The Ninth Commandment
Exodus 20:16
You shall not bear false witness against your neighbor.


This Commandment requires us, as the Catechism says, "to keep our tongues from evil-speaking, lying, and slandering." Slandering means saying anything that will injure the character of another person. There was a company of ladies once at the house of a clergyman. As he entered the room he heard them speaking in a low voice of an absent friend. "She's very odd," says one. "Yes, very singular indeed," says another. "Do you know, she often does so and so?" says a third, mentioning certain things to her discredit. The clergyman asked who it was. When told, he said, "Oh yes, she is odd; she's very odd; she's remarkably singular. Why, would you believe it?" he added, in a slow, impressive manner; "she was never heard to speak ill of any absent friends!" A clergyman was once examining the children of an infant school upon the Commandments. He put his hand on the head of a little boy, and said, "My little man, can you tell me what the Ninth Commandment means by "bearing false witness against thy neighbour"? The boy hesitated a while, and then said, "It means telling lies, sir." The minister didn't exactly like this answer, so looking at a little girl who stood next to him, he asked, "What do you say?" Without waiting a moment, she replied, "It's when nobody does nothing, and somebody goes and tells of it." "Very good," said the minister. The little girl's answer was a very funny one; but the little boy's was true. Bearing false witness is telling lies, and telling lies is bearing false witness. We break the Ninth Commandment every time we tell a lie.

I. The first reason why we should never bear false witness or tell a lie is, because it is a MEAN thing. Who was the first person of whom we know that ever told a lie? Satan. Where was this lie told? In the garden of Eden. Satan bore false witness against God. He contradicted God. This was mean of Satan. He did it out of spite. A gentleman once sent his servant to market with the direction to bring home the best thing he could find. He carried home a tongue. He was sent again with the direction to bring home the worst thing he could find. Again he brought home a tongue. This was right; for the tongue is the best thing in the world when properly used, or the worst when not so used.

II. The second reason why we should not do it is, because it is aa UNPROFITABLE thing. People generally expect to make something when they tell a lie.

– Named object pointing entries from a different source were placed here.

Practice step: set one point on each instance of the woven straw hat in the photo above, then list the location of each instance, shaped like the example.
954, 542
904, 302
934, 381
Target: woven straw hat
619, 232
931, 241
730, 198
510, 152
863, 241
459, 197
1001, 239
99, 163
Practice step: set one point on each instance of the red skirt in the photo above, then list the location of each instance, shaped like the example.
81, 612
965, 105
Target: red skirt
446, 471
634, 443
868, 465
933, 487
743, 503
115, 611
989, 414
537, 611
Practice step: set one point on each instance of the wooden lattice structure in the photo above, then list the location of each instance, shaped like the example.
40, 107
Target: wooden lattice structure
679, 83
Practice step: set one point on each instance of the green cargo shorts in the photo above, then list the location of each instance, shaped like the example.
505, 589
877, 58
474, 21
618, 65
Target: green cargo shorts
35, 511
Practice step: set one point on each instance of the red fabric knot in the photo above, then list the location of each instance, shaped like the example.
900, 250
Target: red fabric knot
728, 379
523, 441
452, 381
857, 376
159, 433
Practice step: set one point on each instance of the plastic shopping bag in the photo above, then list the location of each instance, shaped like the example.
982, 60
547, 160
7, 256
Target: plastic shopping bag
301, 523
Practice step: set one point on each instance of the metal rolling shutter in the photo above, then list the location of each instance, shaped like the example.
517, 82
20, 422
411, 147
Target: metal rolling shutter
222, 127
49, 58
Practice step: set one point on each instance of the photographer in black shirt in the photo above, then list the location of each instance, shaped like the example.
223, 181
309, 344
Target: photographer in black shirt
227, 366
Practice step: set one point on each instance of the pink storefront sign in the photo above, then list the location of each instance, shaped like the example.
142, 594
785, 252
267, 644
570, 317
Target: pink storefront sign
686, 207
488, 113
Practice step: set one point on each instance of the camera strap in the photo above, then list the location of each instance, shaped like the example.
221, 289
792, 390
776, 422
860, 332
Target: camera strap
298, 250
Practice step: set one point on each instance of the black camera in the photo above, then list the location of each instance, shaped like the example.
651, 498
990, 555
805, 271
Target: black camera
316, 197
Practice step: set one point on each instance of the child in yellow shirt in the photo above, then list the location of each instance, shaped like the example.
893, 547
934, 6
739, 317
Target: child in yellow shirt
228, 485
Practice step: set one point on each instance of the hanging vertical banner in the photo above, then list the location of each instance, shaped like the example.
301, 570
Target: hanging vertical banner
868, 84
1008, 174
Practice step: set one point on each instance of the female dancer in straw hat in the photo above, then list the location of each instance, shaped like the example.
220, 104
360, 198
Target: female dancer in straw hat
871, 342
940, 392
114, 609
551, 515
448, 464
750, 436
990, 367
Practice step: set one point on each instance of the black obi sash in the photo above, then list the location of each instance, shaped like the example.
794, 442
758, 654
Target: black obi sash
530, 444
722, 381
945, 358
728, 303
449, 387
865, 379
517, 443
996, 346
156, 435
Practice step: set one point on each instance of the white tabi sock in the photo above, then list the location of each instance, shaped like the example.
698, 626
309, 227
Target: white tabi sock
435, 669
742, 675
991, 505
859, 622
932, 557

III. The third reason why we ought not to do this is, because it is DANGEROUS. Lying is like letting water through a bank. When it once begins to run, there is no telling where it will stop. Now, suppose it were possible all at once to draw every bolt and fastening out of that ship as she sails over the ocean, what would become of her? She would fall to pieces directly, and all her cargo would be lost. Well, every family, every village or town, is like such a ship. It is made up of a number of persons bound together. And what binds them together? Why, truth or confidence. Truth among people in society is like the bolt in the ship. If nobody told the truth, and people had no confidence in one another, they could no more live together in families or communities, and do business together, than a number of pieces of timber without bolts to fasten them together could make a ship. Would it not be very dangerous to have a person on board a ship who had a machine for drawing the bolts out, and who was trying to use it all the time? Certainly it would. Well, lying is such a machine.

IV. Our fourth and last reason is, we ought not to do it because it is a WICKED thing. This is shown by —

1. What God .says of liars (see Proverbs 6:19; Proverbs 12:5).

2. What God does with liars (see Revelation 21:8).

(R. Newton, D. D.)



Parallel Verses
KJV: Thou shalt not bear false witness against thy neighbour.

WEB: "You shall not give false testimony against your neighbor.